More informationAgenda. What is the Itanium Architecture? Terminology What is the Itanium Architecture? Thomas Siebold Technology Consultant Alpha Systems Division
What is the Itanium Architecture? Thomas Siebold Technology Consultant Alpha Systems Division thomas.siebold@hp.com Agenda Terminology What is the Itanium Architecture? 1 Terminology Processor Architectures
More informationChapter 4. Advanced Pipelining and Instruction-Level Parallelism. In-Cheol Park Dept. of EE, KAIST
Chapter 4. Advanced Pipelining and Instruction-Level Parallelism In-Cheol Park Dept. of EE, KAIST Instruction-level parallelism Loop unrolling Dependence Data/ name / control dependence Loop level parallelism
More informationCS553 Lecture Profile-Guided Optimizations 3
Profile-Guided Optimizations Last time Instruction scheduling Register renaming alanced Load Scheduling Loop unrolling Software pipelining Today More instruction scheduling Profiling Trace scheduling CS553
More informationUNIVERSITY OF MASSACHUSETTS Dept. of Electrical & Computer Engineering.

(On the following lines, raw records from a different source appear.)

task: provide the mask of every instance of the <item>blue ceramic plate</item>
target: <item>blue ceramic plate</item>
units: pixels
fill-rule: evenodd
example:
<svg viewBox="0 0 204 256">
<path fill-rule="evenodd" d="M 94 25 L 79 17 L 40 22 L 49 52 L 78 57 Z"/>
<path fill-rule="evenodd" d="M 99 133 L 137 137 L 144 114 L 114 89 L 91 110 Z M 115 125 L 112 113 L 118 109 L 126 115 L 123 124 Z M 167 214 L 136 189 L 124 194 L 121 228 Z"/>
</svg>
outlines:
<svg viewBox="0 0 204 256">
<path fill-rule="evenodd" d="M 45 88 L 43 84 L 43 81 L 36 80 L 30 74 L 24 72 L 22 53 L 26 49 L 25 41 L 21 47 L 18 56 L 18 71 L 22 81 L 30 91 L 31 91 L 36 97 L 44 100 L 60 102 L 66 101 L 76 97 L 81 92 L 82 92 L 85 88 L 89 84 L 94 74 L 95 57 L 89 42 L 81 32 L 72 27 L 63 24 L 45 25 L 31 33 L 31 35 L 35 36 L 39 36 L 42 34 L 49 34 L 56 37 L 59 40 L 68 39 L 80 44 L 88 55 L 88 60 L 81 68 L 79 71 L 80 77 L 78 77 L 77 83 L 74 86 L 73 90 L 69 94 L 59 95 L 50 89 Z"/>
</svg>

Computer Architecture ECE 568
UNIVERSITY OF MASSACHUSETTS Dept. of Electrical & Computer Engineering Computer Architecture ECE 568 Part 10 Compiler Techniques / VLIW Israel Koren ECE568/Koren Part.10.1 FP Loop Example Add a scalar
More informationIntroduction to Compilers
Introduction to Compilers Compilers are language translators input: program in one language output: equivalent program in another language Introduction to Compilers Two types Compilers offline Data Program
More informationLecture: Static ILP. Topics: compiler scheduling, loop unrolling, software pipelining (Sections C.5, 3.2)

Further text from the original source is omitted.